Con el general Alvaro Obregón en el poder a partir del primero de diciembre de 1920, tanto el secretario de Estado estadunidense, Charles Evans Hughes, como el propio Presidente Warren A. Harding, se mostraron especialmente decididos a paralizar cualquier acción de México que se refiriese a la recuperación del subsuelo a partir de las Ordenanzas de 1783, recién exhumadas por los constituyentes e incluidas en la Carta Magna de 1917. Esto que disgustaba profundamente tanto al Secretario de Estado como al Presidente iba en aumento, tanto más cuanto que ambos políticos eran concesionarios de la Standard Oil, con fuertes intereses en México.
En esas condiciones, la Casa Blanca se negó rotundamente a reconocer al nuevo régimen mexicano. Oigamos al distinguido internacionalista Isidro Fabela:
«El 27 de mayo de 1921 declaró que se abstenía de reconocer al actual gobierno mexicano y de reanudar con él sus relaciones diplomáticas regulares mientras no cuente con las garantías que en su concepto son necesarias para la seguridad de los derechos legalmente adquiridos por los ciudadanos norteamericanos en México, antes de la Constitución de 1917″ (La Política Internacional del Presidente Cárdenas, en Problemas Agrícolas e Industriales de México, México, 1955, Vol. VII, número 4, p. 54, citado por Alonso González, Francisco, Historia y Petróleo. México: el Problema del Petróleo, Madrid, Editorial Ayuso, 1972, 322 p., p. 111. Énfasis de Luis Reed Torres).
Con ese as bajo la manga, pasado un tiempo el gobierno del Presidente Harding presionó al de Obregón a fin de que renunciara formalmente a las pretensiones mexicanas en materia petrolera. A cambio, la Casa Blanca otorgaría su reconocimiento diplomático al régimen obregonista, elemento indispensable para la supremacía y supervivencia política de don Alvaro, quien ya enfrentaba un creciente descontento, entre otras cosas, por su afán de heredarle la Presidencia al general Plutarco Elías Calles.
Entonces el Presidente Obregón maniobró para que tanto la Suprema Corte de Justicia como el Congreso de la Unión efectuaran una amañada interpretación del artículo 27 constitucional, según la cual la soberanía nacional sobre el subsuelo quedaba mutilada para no perjudicar a las empresas petroleras extranjeras. El 27, una de cuyas cláusulas declaraba propiedad de la nación los mantos petroleros del subsuelo, no tendría efecto retroactivo…
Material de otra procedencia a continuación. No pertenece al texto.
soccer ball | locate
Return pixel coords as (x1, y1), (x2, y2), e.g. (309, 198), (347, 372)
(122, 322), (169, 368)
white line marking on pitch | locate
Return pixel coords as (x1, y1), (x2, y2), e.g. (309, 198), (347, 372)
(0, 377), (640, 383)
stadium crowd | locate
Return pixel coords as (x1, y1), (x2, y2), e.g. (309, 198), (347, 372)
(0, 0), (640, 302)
«Los principios de nuestra Constitución –anota Alonso González– el propio Presidente se encargó posteriormente de volverlos nugatorios. Los hechos son evidentes: la conducta del general Obregón así lo confirma. Nuestro gobierno se encontraba en una difícil situación: el Alvaro Obregón guerrero y columna sólida de la lucha armada reclamaba el reconocimiento de Washington ya no con el derecho de una elección democrática, sino como una obsesión que inevitablemente lo condujo a severo juicio de la historia» (Alonso González, Op. Cit., p. 115).
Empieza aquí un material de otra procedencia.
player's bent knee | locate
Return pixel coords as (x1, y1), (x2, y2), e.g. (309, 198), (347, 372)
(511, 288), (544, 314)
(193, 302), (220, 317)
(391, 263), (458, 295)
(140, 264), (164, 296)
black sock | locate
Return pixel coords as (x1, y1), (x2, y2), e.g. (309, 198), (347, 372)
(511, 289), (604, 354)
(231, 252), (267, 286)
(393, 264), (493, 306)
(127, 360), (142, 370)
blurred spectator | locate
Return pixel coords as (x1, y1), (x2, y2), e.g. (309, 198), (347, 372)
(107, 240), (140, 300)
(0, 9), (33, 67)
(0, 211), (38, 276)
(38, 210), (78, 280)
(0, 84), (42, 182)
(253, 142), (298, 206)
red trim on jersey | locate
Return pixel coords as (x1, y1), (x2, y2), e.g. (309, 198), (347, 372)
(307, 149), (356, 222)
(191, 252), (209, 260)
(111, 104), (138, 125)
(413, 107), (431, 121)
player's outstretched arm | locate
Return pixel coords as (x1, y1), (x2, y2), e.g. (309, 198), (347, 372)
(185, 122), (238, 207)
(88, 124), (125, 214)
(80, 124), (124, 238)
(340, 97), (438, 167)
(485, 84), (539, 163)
De otro lado –también con miras a obtener el reconocimiento de la Casa Blanca–, el Presidente Obregón accedió a renunciar al Derecho Internacional y a pagar todos los daños que hubiesen sufrido los residentes estadunidenses en la época de la Revolución; todo esto a pesar de que semejante condescendencia resultaba particularmente grave, pues el Derecho Internacional en modo alguno obligaba a cubrir daños por esa causa, según se había visto cuando los mismo Estados Unidos rechazaban sucesivamente reclamaciones de Austria, Inglaterra y España por los daños padecidos en la Guerra de Secesión. Adicionalmente, la propia Casa Blanca había reconocido ese derecho a Bolivia, Nicaragua y Brasil. La premisa universalmente observada y respetada asentaba que «los extranjeros se hallaban en las mismas condiciones que los ciudadanos del lugar y, por lo mismo, estaban como ellos expuestos a los incidentes de la guerra». Daños de esa misma índole eran comparables a los terremotos y ciclones.
Así pues, sólo México iba a renunciar a su soberanía con el objeto de que Obregón fuera reconocido por la Casa Blanca.